I was mostly interested in this for FPGA designs, so I wrote some simple Verilog to do the work and you can try it online. The testbench included runs through all 1,000 possible numbers and outputs the DPD code in hex, the 3 input digits, a slash, and the 3 output digits like this:

0fd = 9 7 1 / 9 7 1
1fc = 9 7 2 / 9 7 2
1fd = 9 7 3 / 9 7 3
2fc = 9 7 4 / 9 7 4
2fd = 9 7 5 / 9 7 5
3fc = 9 7 6 / 9 7 6

The encoding is very straightforward. Here’s a snippet for two rows of the table:


3'b000:
dpd={digit2[2:0],digit1[2:0],1'b0,digit0[2:0]};
3'b001:
dpd={digit2[2:0],digit1[2:0],3'b100,digit0[0]};

You’ll notice the code used no clocks — it is pure logic and makes extensive use of the case and casez statements. These are like switch statements in C although the casez statement can use ? as a don’t care when matching.

I left both Verilog and C implementations on GitHub for you. Both are pretty naive. For example, the Verilog code doesn’t take advantage of the fact that some of the bits “pass through.” However, a good compiler or synthesizer may turn out some pretty good code anyway. But if you were really worried about minimizing floorplan or code space or minimizing power consumption, you’ll need to tune these to fit your architecture and your needs.

Algorithms

It used to be when you learned about computers one of the first things you were taught was algorithms and data structures. I’m not sure that’s the case anymore. But the world is full of obscure algorithms we might use if we only knew them. I’m surprised there aren’t more catalogs of algorithms like [Sean Anderson’s] famous bit twiddling hacks page. Probably the best one for everything — which means it is overwhelming — is the NIST DADS dictionary. Be warned! You can spend a lot of your day browsing that site. Even as big as that site is, they specifically exclude business, communications, operating system, AI, and many other types of algorithms.
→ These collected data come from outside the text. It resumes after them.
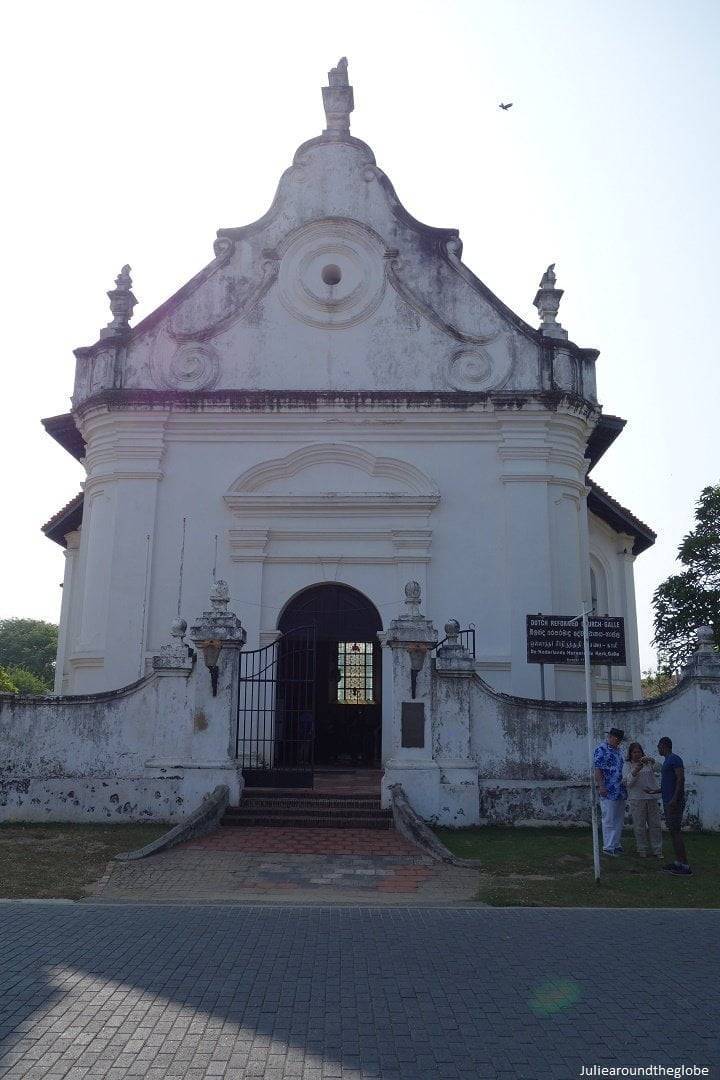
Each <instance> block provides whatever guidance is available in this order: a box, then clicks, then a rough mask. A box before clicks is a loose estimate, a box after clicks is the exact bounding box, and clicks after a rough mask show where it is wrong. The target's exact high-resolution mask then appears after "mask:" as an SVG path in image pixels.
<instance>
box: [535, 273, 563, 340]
mask: <svg viewBox="0 0 720 1080" xmlns="http://www.w3.org/2000/svg"><path fill="white" fill-rule="evenodd" d="M556 281H557V278H556V276H555V264H554V262H551V265H549V266H548V268H547V270H546V271H545V273H544V274H543V275H542V278H541V279H540V288H539V289H538V292H536V294H535V298H534V300H533V301H532V302H533V303H534V306H535V308H536V309H538V311H539V312H540V320H541V321H540V333H541V334H543V335H544V336H545V337H556V338H567V336H568V332H567V330H566V329H563V328H562V326H561V325H560V324H559V323H558V321H557V318H556V316H557V313H558V309H559V307H560V299H561V297H562V293H563V289H561V288H556V287H555V283H556Z"/></svg>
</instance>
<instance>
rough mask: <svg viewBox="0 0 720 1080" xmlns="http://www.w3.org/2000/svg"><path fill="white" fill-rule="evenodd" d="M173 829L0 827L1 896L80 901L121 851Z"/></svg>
mask: <svg viewBox="0 0 720 1080" xmlns="http://www.w3.org/2000/svg"><path fill="white" fill-rule="evenodd" d="M168 828H169V825H74V824H63V825H0V896H1V897H3V899H5V900H8V899H10V900H37V899H55V900H59V899H67V900H79V899H80V897H81V896H86V895H87V893H89V892H92V891H93V890H92V886H93V883H94V882H95V881H97V879H98V878H99V877H101V876H103V874H104V872H105V867H106V864H107V863H108V862H109V861H110V860H111V859H112V856H113V855H116V854H118V852H119V851H132V850H133V849H134V848H141V847H142V846H144V845H146V843H149V842H150V840H154V839H155V838H157V837H158V836H162V834H163V833H166V832H167V829H168Z"/></svg>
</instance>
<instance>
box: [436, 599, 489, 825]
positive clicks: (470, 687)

I mean, sure, most of us know a bubble sort and a shell sort, but do you know a cocktail sort or how to do a Richardson-Lucy deconvolution? The DADS doesn’t either, although Wikipedia is helpful. We couldn’t find consistent overhead byte stuffing or Chen-Ho in either place. Seems like this would be a great AI project to catalog and help locate algorithms and data structures for particular uses. But for now, you can at least add dense packed decimal to your bag of known tricks.